When I woke up yesterday morning, I felt it. My body was a million pounds heavier, my eyes seemed too many days sleep deprived, and yet I knew it was all a lie. When depression hits, I’ve felt it’s burden so many times that I knew what I had to do.

I’ve heard people talk about depression before, whether from passing conversation or from a platform, and I sometimes wonder if half those people have actually experienced it in it’s unadulterated form. They say that being depressed is a choice that is made. It’s assumed that I can just snap my mind out of it by just making the choice to be happy. And I laugh! Oh how I laugh inside when people say that.

I experienced depression for years before I actually even realized what it was. It’s kind of weird that I didn’t realize what it was, but it’s true. I’d be overcome by this intense sadness, but I just didn’t really think about why or where it came from. I just bore it. Often I had a crummy mood, snapped at my husband or children or whoever was nearest, and never even thought about what was happening. But in a passing comment my husband he told me that when he came home from work, he never knew what mood I’d be in or if I’d be crying or not. Like any wife who’s scorned at, I probably came up with some sort of snarky response, but after I’d thought about what he said, I realized he was right. And like any wife, I did not particularly like that he was right. Who likes to be wrong?

But I decided to change. I’d felt our marriage had lost a lot of luster, but it never really occurred to me that I was the one with the problem. In my own mind, my husband was at fault because he didn’t understand all the turmoil that I went through, day after day. But he was right in the fact that I wasn’t controlling my emotions, but rather I was letting the emotions control me, leading me inevitably toward a path of constant depression.

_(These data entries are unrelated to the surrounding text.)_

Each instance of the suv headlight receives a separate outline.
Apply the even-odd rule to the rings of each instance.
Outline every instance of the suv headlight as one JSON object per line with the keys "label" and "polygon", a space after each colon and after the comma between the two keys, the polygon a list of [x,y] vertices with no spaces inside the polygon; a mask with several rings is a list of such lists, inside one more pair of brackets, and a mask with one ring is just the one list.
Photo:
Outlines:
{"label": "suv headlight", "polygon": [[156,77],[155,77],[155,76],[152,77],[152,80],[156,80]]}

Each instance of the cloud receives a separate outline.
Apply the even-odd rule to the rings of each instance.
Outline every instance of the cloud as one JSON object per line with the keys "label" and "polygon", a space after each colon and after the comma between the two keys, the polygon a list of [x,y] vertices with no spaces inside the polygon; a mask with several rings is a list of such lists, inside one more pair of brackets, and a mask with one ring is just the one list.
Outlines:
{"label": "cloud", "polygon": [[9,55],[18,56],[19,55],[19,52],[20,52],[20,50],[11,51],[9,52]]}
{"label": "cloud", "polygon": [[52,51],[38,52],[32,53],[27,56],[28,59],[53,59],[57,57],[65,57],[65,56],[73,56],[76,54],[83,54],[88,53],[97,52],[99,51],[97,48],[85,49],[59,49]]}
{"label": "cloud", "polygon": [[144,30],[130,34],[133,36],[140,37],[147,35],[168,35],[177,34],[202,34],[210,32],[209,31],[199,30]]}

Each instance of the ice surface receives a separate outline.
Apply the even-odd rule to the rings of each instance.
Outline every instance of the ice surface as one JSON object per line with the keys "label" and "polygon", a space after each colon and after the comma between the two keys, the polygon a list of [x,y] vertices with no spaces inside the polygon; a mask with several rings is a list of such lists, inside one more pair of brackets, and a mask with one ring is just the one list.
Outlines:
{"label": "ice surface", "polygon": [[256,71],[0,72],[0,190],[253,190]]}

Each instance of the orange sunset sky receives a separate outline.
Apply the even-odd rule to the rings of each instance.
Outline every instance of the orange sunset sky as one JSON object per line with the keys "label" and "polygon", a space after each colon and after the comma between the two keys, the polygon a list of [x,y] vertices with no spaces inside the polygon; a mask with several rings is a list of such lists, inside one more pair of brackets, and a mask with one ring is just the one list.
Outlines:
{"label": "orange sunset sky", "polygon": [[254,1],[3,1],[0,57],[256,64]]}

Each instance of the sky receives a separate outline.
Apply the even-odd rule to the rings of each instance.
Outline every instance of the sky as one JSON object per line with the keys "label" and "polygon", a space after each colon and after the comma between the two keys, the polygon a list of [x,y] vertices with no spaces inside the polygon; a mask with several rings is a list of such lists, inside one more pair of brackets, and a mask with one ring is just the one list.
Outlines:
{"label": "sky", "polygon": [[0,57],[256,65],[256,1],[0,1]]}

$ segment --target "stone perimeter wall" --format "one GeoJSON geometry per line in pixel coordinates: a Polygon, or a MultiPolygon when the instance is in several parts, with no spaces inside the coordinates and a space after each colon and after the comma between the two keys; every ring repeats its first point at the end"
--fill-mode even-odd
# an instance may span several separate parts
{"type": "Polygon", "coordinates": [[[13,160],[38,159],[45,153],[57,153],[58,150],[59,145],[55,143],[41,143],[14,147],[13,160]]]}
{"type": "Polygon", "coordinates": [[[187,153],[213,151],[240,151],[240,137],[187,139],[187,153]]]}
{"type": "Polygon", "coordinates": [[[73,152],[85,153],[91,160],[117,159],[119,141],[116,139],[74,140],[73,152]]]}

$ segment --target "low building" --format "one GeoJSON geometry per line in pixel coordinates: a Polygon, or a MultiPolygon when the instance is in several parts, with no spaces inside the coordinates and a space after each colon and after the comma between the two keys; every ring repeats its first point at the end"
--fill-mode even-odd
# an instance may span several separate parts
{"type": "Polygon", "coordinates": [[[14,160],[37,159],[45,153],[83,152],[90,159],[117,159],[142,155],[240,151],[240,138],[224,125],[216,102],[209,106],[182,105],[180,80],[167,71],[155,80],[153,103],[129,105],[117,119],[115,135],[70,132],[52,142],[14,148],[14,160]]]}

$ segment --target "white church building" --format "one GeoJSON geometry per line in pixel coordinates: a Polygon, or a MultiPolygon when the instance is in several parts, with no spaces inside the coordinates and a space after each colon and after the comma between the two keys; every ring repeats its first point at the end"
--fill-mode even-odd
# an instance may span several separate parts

So I tried to change. I attempted to stop being so snippy all the time, but more than anything I tried to be happy. I put on a brave front and created an attitude of happiness for my husband and children, sweeping all the unhappy feelings and sadness under a rug. But the thing is that it was still there. No matter how much you sweep under a rug, it’s never really gone. I did change a lot, and I created a much nicer, happier person, but it’s just impossible for me to be happy all of the time. Who ever is?

What my husband helped realize, more than anything, was what I was dealing with. It became a tangible, recognizable object that I gradually began seeing in myself. And over time, I’ve learned what the symptoms are, how to predict it, and how to pull out of it. I guess in theory that the “getting out of it” is a choice, but it’s much more than just a choice to be happy.

On days like yesterday, when I see that some situation that I’ve been in has brought depression with it, I’m very very proactive. I’ve always felt that I can’t really choose to be happy, but I can surround myself with happy people, places that bring joy, and before long I know I that it will all rub off on me. Filling my day with a flutter of activity helps keep my mind off the weight that threatens to drown me, and before long (usually about 24 hours) I’ve been pulled to the surface.

When I woke up yesterday morning and felt the oncoming depression, I made quick plans for the day. My son’s favorite thing to do at this time of year is to go to a pumpkin patch. And it just so happens that about an hour away, we have a patch that has free hay rides, hay mazes, horses and pigs for petting, things to climb on, and lots of photo opportunities.

cole-2000 addison-2000

When I’m around these two, I can’t help but find joy in the color they bring to my life. I love my family, and I thank God every day for all these that He has brought to my life. You may not ever feel the depression that deafness or a chronic illness might bring, but if you feel a little blue, like life is passing you by, don’t forget all those around you that love you. They can bring life and happiness to a dreary day, and don’t forget give God a wink, because it’s likely that He placed them beside you.

First attempt at Cochlear implant activation. Fail.

I don’t even know where to begin.

I think all of us, at some point, envision worst case scenarios. I can’t imagine losing a spouse or a child, but I take steps to prepare myself for such things. You know what I mean. We take out a life insurance policy for a spouse so that either of us are covered financially if something happens to one of us. We watch our kids closely around dangerous objects or in dangerous places, always cautious that a worst case scenario never happens.

But sometimes it does.

Today was such a big day for me. At nearly five weeks post-op, I went into my doctor’s office to have my Cochlear implant activated so that I can finally hear again. My dad and my sister have already received a Cochlear implant, and they hear so well that an average person probably wouldn’t know that they even had a hearing problem. They were with me today, in full support, along with my mom, my brother, and my husband. There were so many of us that we would hardly fit in the little bitty room where they had my new processor (the external hearing-aid-like thing that connects magnetically to the implant under the skin on my head) hooked up to a computer that will activate both the implant and processor. (view how it works here)

The technician handed me the processor, and helped me put the upper portion around my ear and attempted to place the lower portion, the magnet, lower down on my head. Ideally, the magnet that’s hooked to the processor will connect with the magnet that’s in my implant (which is under the skin). The processor magnet wouldn’t connect the side of my head where the implant magnet was underneath, but I really didn’t think much about it. On operation day, my hair was shaved in the area where the implant was placed, but it’s grown back considerably fast. So my thoughts were that it’s grown back so fast that they might have to cut it a little shorter in the area where the magnets need to connect.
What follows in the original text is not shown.